Société

Près de Toulouse : les assistantes maternelles vont bien payer la "taxe couches culottes"

Par Magalie Lacombe, France Bleu Toulouse et France Bleu lundi 24 juillet 2017 à 16:23 Mis à jour le lundi 24 juillet 2017 à 17:54

Les assistantes maternelles du secteur de Villefranche-de-Lauragais vont devoir payer une redevance pour ordures ménagères liée à leur activité professionnelle.
Les assistantes maternelles du secteur de Villefranche-de-Lauragais vont devoir payer une redevance pour ordures ménagères liée à leur activité professionnelle. © Radio France - Magalie Lacombe

Les assistantes maternelles du secteur de Villefranche-de-Lauragais, au sud de Toulouse, qui s'étaient mobilisées en juin 2016 contre l'application d'une redevance supplémentaire pour ordures ménagères liée à leur activité professionnelle ont perdu : la taxe vient d'être votée.

Dans le secteur de Villefranche-de-Lauragais, au Sud de Toulouse, qui s'appelait il y a encore quelques mois la communauté de communes Cap Lauragais, les assistantes maternelles ont depuis le 11 juillet une nouvelle redevance ordures ménagères à honorer : 92€ par an pour financer le surplus de couches culottes et de pots de yaourts qui se retrouvent dans leurs poubelles.

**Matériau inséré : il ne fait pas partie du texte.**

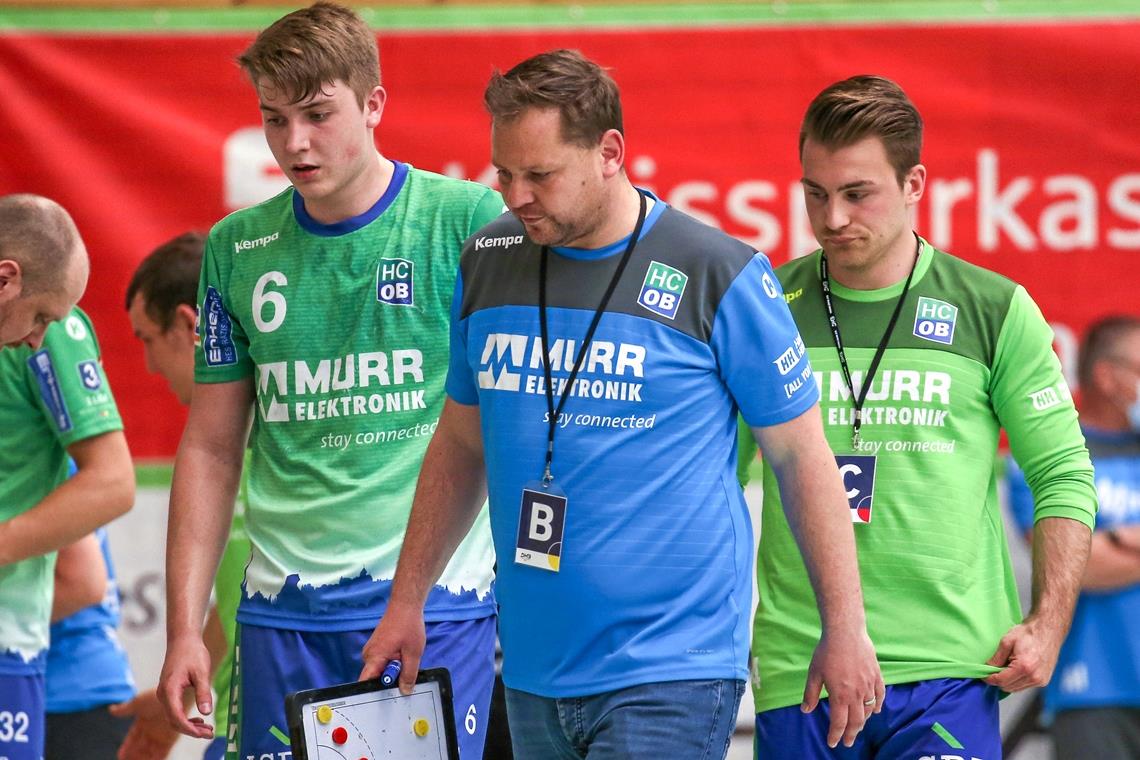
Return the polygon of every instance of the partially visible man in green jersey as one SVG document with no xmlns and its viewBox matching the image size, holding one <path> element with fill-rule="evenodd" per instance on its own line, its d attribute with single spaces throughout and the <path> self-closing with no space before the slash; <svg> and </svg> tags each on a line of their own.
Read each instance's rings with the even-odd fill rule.
<svg viewBox="0 0 1140 760">
<path fill-rule="evenodd" d="M 245 758 L 282 750 L 287 693 L 361 672 L 443 405 L 459 253 L 503 205 L 380 154 L 376 36 L 351 10 L 294 11 L 238 62 L 292 186 L 207 239 L 159 695 L 180 730 L 212 735 L 181 694 L 193 688 L 210 712 L 202 619 L 248 438 L 253 552 L 227 750 Z M 425 658 L 451 671 L 464 760 L 481 756 L 494 679 L 492 566 L 484 509 L 428 602 Z"/>
<path fill-rule="evenodd" d="M 87 273 L 87 251 L 62 207 L 0 198 L 0 757 L 8 760 L 43 756 L 56 551 L 134 501 L 99 345 L 75 307 Z"/>
<path fill-rule="evenodd" d="M 917 109 L 874 76 L 825 89 L 801 128 L 822 249 L 777 274 L 820 386 L 888 687 L 849 750 L 823 743 L 826 706 L 801 713 L 819 619 L 765 468 L 761 758 L 1000 757 L 1000 692 L 1048 682 L 1088 556 L 1096 492 L 1052 331 L 1016 283 L 914 233 L 921 144 Z M 1037 505 L 1024 618 L 998 509 L 1002 429 Z"/>
<path fill-rule="evenodd" d="M 161 375 L 183 404 L 190 403 L 194 390 L 198 278 L 205 245 L 205 236 L 197 232 L 187 232 L 163 243 L 142 260 L 127 286 L 127 313 L 135 337 L 142 342 L 147 370 Z M 214 740 L 206 748 L 203 760 L 225 756 L 235 621 L 242 574 L 250 552 L 245 534 L 244 488 L 241 491 L 214 581 L 214 604 L 203 628 L 217 697 Z M 120 760 L 162 760 L 170 754 L 178 732 L 166 720 L 155 690 L 141 692 L 130 702 L 112 707 L 111 712 L 134 718 L 120 749 Z"/>
</svg>

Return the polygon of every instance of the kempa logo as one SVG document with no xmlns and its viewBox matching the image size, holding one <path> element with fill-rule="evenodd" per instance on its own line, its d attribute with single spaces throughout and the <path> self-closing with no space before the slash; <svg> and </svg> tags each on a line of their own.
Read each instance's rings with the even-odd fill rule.
<svg viewBox="0 0 1140 760">
<path fill-rule="evenodd" d="M 281 237 L 281 233 L 274 232 L 272 235 L 254 238 L 253 240 L 234 241 L 234 253 L 241 253 L 242 251 L 248 251 L 253 248 L 264 248 L 279 237 Z"/>
<path fill-rule="evenodd" d="M 654 314 L 673 319 L 677 316 L 677 307 L 681 305 L 688 282 L 689 276 L 681 270 L 651 261 L 637 302 Z"/>
<path fill-rule="evenodd" d="M 475 241 L 475 250 L 481 251 L 484 248 L 510 248 L 512 245 L 518 245 L 523 241 L 522 235 L 507 235 L 505 237 L 482 237 Z"/>
</svg>

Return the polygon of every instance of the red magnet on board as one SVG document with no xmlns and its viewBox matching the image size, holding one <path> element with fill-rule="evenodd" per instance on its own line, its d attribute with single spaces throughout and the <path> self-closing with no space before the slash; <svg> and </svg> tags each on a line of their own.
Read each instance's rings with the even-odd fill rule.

C'est juste aberrant. On a bien démontré que c'était injuste. Ce n'est qu'un transfert de déchets et on rajoute que Cap Lauragais s'est réunifié avec Caraman et avec Nailloux et cette taxe ne serait imposée qu'aux gens de Cap Lauragais donc il y une discrimination qui se fait en plus - Eliette Pujol-Théron, membre du collectif d'assistantes maternelles constitué contre la "taxe couches culottes"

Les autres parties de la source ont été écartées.